In beta decay a neutron converts to a proton and an electron (β⁻) or a proton converts to a neutron and a positron (β⁺). In β⁻ decay, the atomic number rises by one while the mass number stays the same. The emitted electrons or positrons are moderately penetrating and are used in medical imaging and therapy. Soddy incorporated beta decay into his decay-series framework, formalizing rules of element transformation. Today beta decay is central to weak-interaction studies and neutrino physics.

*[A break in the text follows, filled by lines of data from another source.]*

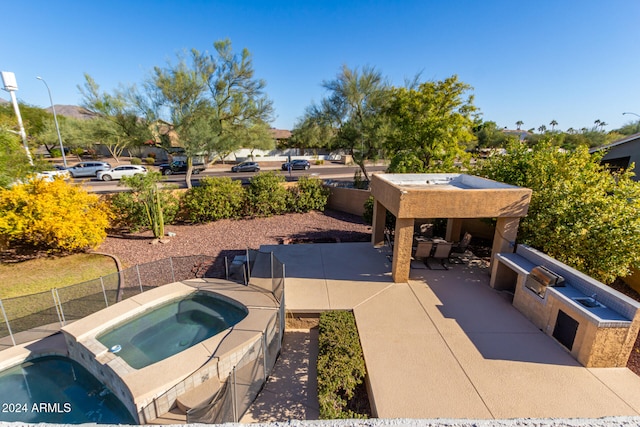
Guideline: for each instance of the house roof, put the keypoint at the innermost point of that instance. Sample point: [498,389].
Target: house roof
[630,138]
[280,133]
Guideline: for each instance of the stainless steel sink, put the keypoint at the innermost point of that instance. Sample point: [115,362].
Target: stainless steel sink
[588,302]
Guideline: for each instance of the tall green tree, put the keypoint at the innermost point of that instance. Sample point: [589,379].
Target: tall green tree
[118,124]
[311,131]
[214,102]
[489,135]
[354,107]
[431,124]
[580,213]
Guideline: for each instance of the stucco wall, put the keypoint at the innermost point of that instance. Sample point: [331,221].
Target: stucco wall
[348,200]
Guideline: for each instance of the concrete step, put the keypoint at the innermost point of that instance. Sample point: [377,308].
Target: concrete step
[197,396]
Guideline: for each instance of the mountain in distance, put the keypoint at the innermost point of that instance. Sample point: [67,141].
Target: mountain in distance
[66,110]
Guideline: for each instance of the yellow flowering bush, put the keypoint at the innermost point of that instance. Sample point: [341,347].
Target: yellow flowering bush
[53,216]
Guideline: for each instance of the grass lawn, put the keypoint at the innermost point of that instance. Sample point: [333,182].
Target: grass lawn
[39,275]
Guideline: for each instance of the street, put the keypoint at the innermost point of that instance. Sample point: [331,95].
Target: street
[329,171]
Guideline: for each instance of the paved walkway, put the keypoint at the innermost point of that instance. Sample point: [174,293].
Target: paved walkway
[446,345]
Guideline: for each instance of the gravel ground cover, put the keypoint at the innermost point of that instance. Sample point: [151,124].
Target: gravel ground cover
[229,237]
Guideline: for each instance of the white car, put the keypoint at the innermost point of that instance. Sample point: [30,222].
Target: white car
[120,171]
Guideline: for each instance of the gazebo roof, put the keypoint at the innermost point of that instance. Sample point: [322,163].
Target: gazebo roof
[448,195]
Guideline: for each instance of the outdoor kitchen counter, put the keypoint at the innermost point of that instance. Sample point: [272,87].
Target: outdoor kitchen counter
[600,336]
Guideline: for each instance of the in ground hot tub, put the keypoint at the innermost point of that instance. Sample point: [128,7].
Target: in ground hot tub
[171,328]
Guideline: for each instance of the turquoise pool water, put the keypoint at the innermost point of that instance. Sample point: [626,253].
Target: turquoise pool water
[171,328]
[56,389]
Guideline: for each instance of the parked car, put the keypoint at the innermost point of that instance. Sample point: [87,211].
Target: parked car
[62,173]
[120,171]
[296,164]
[180,166]
[246,167]
[88,169]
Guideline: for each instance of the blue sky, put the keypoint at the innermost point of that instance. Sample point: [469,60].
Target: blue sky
[536,61]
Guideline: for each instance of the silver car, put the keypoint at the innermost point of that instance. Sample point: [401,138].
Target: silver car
[88,169]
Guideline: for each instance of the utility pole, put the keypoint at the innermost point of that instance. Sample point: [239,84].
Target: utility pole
[11,86]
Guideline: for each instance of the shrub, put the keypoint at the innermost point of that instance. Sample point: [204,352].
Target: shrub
[266,195]
[341,365]
[130,213]
[53,216]
[215,198]
[309,194]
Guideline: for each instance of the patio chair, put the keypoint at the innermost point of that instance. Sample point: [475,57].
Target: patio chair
[423,250]
[441,253]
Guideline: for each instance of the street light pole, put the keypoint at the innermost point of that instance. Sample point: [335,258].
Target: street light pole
[10,85]
[55,119]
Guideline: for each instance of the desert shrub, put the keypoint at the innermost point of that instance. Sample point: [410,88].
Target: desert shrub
[309,194]
[266,195]
[53,216]
[341,365]
[580,213]
[130,213]
[214,199]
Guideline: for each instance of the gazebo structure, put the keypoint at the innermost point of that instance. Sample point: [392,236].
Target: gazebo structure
[451,196]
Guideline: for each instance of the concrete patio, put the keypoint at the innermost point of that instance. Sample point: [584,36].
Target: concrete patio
[446,345]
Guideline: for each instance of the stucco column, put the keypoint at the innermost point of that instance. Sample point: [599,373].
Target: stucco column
[377,229]
[454,228]
[403,242]
[505,236]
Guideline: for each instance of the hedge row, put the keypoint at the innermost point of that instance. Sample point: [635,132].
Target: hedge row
[341,368]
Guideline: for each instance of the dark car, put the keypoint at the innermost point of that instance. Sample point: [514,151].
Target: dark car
[246,167]
[88,169]
[180,166]
[296,164]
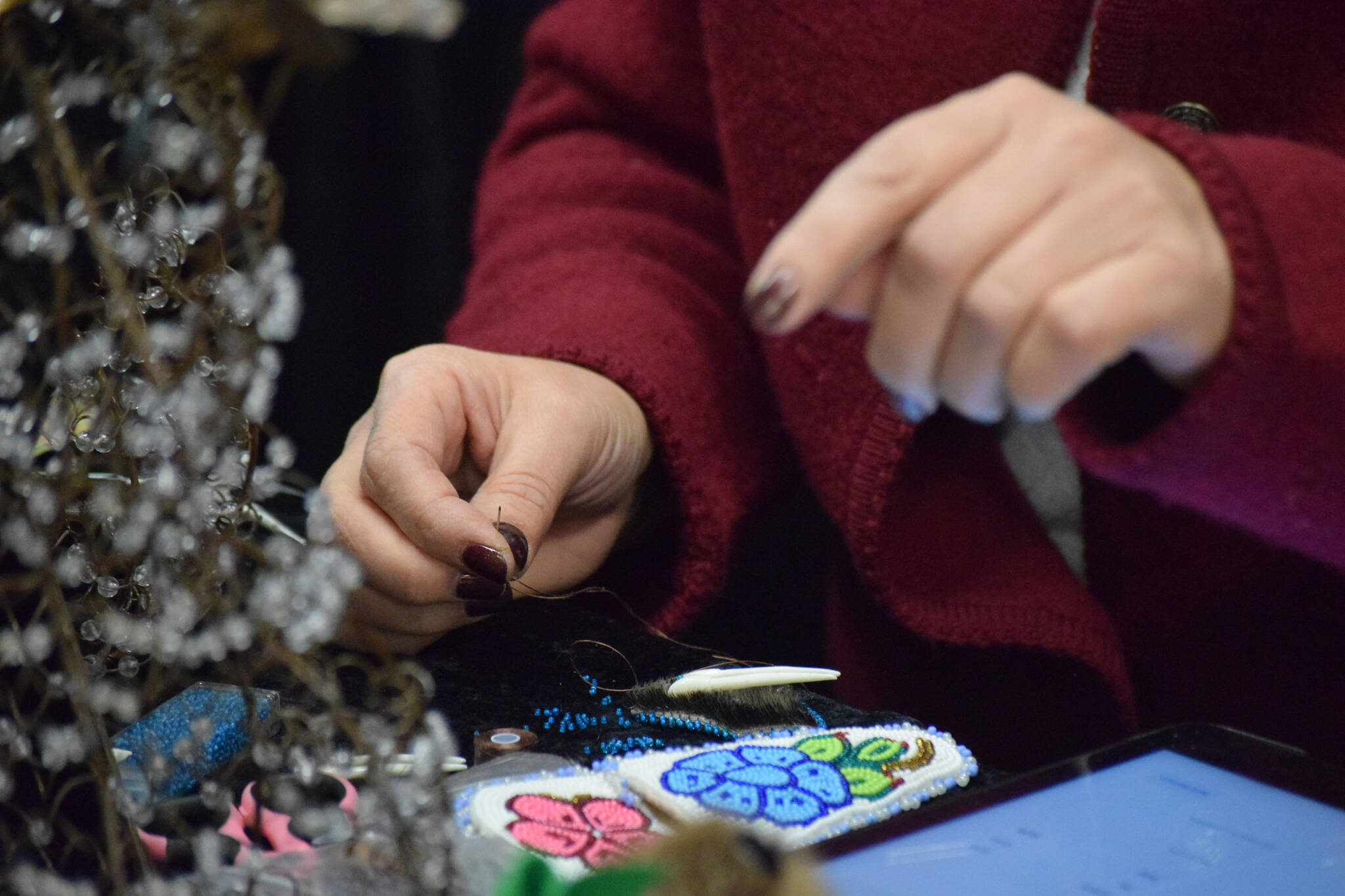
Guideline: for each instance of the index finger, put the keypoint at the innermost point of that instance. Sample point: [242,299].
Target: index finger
[864,205]
[416,442]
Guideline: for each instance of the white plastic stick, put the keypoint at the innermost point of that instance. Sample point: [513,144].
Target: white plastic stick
[704,680]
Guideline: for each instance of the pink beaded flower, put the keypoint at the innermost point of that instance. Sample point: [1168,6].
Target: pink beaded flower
[598,830]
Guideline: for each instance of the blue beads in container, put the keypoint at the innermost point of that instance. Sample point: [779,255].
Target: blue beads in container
[222,735]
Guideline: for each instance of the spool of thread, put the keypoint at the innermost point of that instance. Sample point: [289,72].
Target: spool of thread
[498,742]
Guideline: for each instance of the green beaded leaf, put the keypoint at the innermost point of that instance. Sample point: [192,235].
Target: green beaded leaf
[628,880]
[530,876]
[866,782]
[880,750]
[822,747]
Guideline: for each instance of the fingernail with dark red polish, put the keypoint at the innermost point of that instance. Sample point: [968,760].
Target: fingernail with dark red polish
[768,303]
[517,544]
[486,562]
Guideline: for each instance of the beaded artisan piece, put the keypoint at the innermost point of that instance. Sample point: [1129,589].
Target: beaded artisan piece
[575,819]
[799,788]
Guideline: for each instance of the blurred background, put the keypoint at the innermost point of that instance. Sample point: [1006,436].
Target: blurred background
[380,156]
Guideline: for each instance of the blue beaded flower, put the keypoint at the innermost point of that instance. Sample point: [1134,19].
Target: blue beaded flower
[778,784]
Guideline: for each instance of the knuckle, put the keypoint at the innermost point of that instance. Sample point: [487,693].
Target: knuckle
[881,355]
[990,308]
[923,258]
[1088,137]
[380,467]
[1071,327]
[533,492]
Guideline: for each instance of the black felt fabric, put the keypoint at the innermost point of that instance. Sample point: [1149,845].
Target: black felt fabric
[563,656]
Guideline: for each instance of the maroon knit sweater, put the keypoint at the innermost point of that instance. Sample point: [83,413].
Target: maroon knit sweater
[655,148]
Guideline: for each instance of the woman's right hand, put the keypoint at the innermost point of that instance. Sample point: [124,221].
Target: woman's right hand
[470,468]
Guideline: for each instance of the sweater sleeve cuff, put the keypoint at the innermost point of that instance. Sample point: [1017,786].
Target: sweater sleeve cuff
[649,330]
[1133,427]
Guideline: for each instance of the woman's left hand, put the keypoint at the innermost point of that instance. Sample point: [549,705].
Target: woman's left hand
[1007,245]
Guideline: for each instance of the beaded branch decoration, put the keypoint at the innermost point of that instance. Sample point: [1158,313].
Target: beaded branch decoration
[795,789]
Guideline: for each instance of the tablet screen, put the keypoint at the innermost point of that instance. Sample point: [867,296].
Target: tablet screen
[1157,824]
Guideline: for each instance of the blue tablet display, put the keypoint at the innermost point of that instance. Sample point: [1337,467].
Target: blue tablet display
[1157,824]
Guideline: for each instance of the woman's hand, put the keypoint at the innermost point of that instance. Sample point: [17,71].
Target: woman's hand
[1006,245]
[456,442]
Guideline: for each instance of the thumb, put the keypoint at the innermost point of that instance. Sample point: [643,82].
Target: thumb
[531,471]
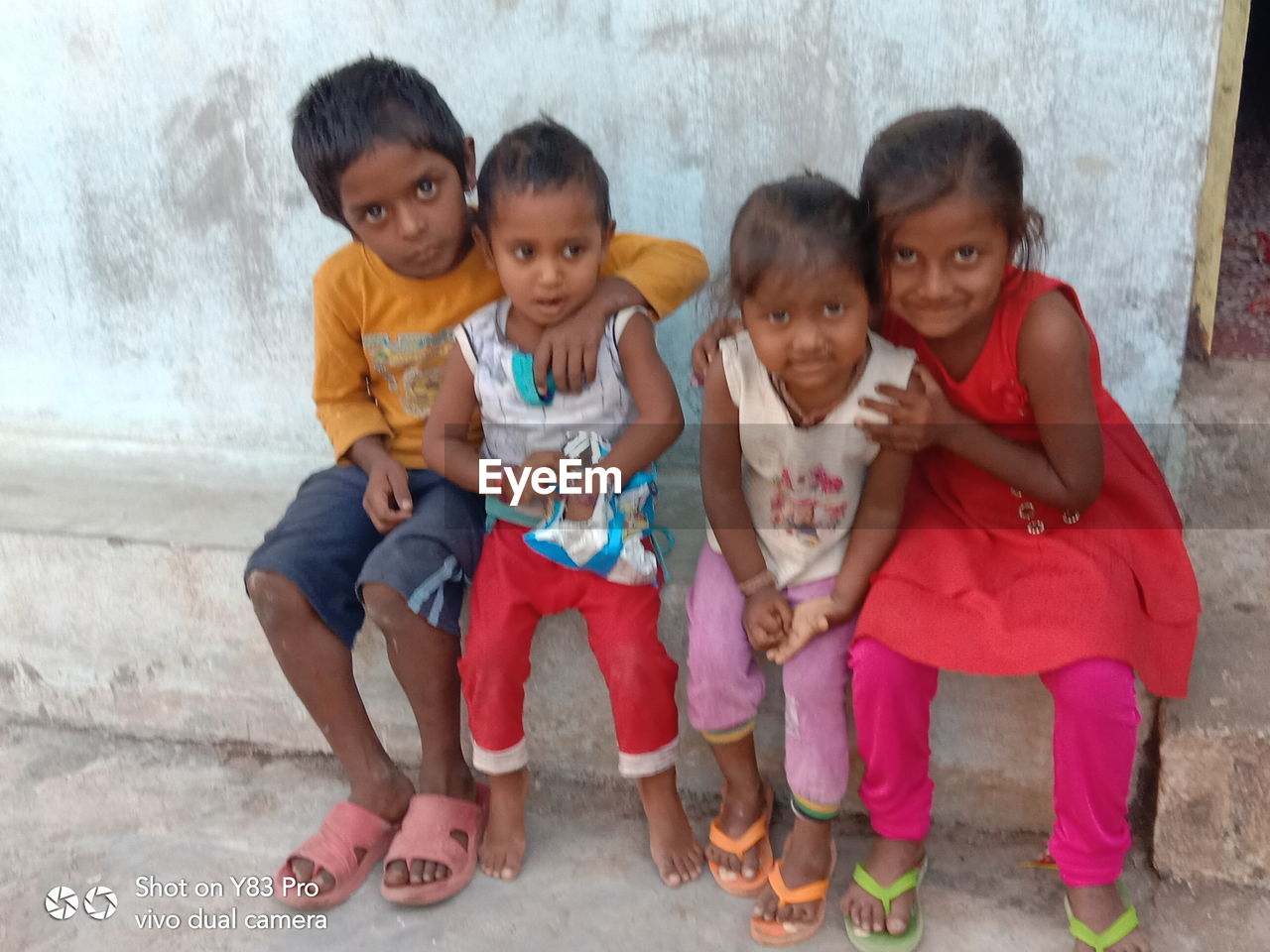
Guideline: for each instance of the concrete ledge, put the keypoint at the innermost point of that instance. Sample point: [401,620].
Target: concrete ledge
[121,579]
[1214,747]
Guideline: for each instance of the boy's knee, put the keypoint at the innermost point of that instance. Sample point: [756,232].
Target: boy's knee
[385,606]
[276,598]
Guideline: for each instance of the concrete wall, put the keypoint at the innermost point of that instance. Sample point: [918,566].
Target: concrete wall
[158,241]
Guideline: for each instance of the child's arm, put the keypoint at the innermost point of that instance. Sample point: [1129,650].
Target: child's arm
[639,271]
[1066,471]
[767,615]
[661,419]
[706,348]
[873,534]
[444,435]
[348,413]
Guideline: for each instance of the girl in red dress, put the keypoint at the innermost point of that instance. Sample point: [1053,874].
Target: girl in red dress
[1038,537]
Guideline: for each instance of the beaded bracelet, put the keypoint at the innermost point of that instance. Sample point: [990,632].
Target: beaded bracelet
[752,587]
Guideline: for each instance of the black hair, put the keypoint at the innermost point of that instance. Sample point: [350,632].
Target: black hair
[539,157]
[919,160]
[804,221]
[341,113]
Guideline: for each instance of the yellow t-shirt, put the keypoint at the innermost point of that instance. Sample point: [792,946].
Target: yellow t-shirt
[381,339]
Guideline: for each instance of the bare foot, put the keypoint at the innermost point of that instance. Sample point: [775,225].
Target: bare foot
[456,782]
[887,862]
[1098,906]
[807,857]
[739,810]
[675,848]
[502,848]
[388,794]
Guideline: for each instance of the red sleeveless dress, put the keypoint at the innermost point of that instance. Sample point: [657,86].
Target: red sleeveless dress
[988,581]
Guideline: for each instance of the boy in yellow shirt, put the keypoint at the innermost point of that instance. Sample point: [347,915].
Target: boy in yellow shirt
[380,534]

Soddy–Fajans displacement law

Proposed by Soddy and Fajans in 1913, the displacement law quantifies changes in atomic number and mass number during radioactive decay. It states that α decay decreases Z by 2 and A by 4, whereas β decay increases Z by 1 while A remains constant. The rule allows unknown nuclides to be located on the periodic table and greatly simplified decay-series analysis. Its experimental confirmation by combined chemical separation and radiation measurement was pivotal to early nuclear-chemistry systematization. The law still underpins nuclear-reaction codes and mass-table construction today.

radiochemistry

Radiochemistry is the branch of chemistry dealing with the production, separation and properties of radioactive isotopes. Because sample amounts are often trace, it developed specialized techniques such as carrier addition, tracer methods and gamma spectroscopy. Soddy’s protocols became the early standard and radiochemistry spread to nuclear-fuel cycle management and radiopharmaceutical manufacturing. Today it supports environmental monitoring, materials modification and analysis of cosmogenic nuclides, among many other areas. The field forms an essential bridge between nuclear physics and chemistry.

mass spectrometry

Mass spectrometry separates and detects ions by their mass-to-charge ratio. It provided the first direct experimental proof of isotopes, thereby confirming Soddy’s concept. Aston’s mass spectrograph measured precise masses of multi-isotopic elements, advancing studies of mass defect and binding energy. Today mass spectrometry is indispensable across chemistry, biology and earth science, widely used for isotope ratio analysis and polymer characterization. With increasing sensitivity and resolution it can now detect trace-level radioactive nuclides in the environment.